2. Avoid Markdown in Telegram messages with dynamic content Whether Telegram, Slack, or any other messaging platform, if messages contain user-generated text, avoid parse modes with complex escaping rules. HTML mode in Telegram requires escaping only three characters and handles any content safely. Markdown-based failures tend to be invisible in test environments and only surface in production with specific user inputs.

3. Solid Stack on a single database requires manual migration files Rails 8’s Solid Stack defaults assume a multi-database configuration. On budget hosting plans like Render’s free tier where all components share one database, the install generator’s output is incomplete. After running solid_cache:install or solid_queue:install, verify that the tables actually get created during the build step — not just that the build command exits without error.

4. Always declare both sides of an association If Notification has belongs_to :task, then Task must have has_many :notifications with a dependent: option. Missing the inverse declaration leaves Rails unable to manage child records during deletion, and the database’s FK constraint enforcement becomes your runtime error reporter. This is a standard Rails convention that is easy to skip and painful to debug.

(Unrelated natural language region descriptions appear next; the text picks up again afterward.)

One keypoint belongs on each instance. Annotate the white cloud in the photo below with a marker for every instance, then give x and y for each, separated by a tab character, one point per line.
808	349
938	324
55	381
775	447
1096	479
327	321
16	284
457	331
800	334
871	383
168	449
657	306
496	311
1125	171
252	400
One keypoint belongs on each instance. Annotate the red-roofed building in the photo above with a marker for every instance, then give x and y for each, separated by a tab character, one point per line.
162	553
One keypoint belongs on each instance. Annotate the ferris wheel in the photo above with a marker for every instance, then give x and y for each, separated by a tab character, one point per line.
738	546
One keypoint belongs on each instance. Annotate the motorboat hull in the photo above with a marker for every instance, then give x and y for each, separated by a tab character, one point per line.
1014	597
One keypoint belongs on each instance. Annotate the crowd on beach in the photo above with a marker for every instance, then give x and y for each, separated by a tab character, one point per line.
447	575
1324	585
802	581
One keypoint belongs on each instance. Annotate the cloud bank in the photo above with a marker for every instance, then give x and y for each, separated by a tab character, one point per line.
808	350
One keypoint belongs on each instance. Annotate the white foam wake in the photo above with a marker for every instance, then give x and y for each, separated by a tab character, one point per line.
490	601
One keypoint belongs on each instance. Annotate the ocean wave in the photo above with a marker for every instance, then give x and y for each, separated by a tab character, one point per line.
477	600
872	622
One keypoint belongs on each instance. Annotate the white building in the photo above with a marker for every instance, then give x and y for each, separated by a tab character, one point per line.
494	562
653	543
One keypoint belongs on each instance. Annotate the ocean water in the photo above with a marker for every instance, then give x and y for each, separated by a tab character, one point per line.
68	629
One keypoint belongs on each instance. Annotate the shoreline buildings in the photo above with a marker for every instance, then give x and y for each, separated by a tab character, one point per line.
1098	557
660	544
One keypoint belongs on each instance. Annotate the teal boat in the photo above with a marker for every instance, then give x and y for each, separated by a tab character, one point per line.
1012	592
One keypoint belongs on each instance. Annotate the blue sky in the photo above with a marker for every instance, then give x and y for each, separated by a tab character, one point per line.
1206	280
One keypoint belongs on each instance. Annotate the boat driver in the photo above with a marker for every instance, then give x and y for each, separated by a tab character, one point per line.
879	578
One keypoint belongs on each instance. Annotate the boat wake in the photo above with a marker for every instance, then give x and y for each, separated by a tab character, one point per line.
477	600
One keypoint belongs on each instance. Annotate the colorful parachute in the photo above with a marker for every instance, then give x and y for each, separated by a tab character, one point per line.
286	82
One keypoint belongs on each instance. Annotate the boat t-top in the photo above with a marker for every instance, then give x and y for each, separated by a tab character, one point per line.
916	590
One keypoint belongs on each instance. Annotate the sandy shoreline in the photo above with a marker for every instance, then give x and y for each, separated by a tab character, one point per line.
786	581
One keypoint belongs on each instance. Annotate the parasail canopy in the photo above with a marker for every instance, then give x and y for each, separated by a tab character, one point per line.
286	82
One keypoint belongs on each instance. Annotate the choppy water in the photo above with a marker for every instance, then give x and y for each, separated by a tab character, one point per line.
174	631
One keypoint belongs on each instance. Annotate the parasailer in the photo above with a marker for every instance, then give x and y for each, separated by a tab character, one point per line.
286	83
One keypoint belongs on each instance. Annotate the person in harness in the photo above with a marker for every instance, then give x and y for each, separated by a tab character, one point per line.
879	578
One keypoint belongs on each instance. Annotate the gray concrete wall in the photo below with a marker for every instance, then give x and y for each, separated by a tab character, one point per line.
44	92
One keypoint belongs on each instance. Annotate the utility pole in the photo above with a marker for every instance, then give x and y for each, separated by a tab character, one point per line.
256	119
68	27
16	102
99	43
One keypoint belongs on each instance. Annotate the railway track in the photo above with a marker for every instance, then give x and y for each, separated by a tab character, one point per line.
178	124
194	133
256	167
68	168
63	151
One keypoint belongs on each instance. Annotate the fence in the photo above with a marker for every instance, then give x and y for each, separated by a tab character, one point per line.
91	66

5. For bulk deletion jobs, default to delete_all over destroy_all destroy_all loads every record, runs callbacks, and issues N SQL statements. For cleanup jobs that delete potentially hundreds or thousands of old records, this is both slow and fragile. delete_all issues a single SQL statement, skips callbacks, and sidesteps FK timing issues that can occur when callbacks trigger additional queries mid-transaction.

6. Use the Render API to manage multiple services at scale Once you have more than two or three services on Render, the dashboard becomes a bottleneck. Log fetching, deploy triggering, and environment variable updates are all available through the Render REST API. Scripting these operations pays off quickly, especially when operating services with autoDeploy: no that require explicit deploy triggers for each release.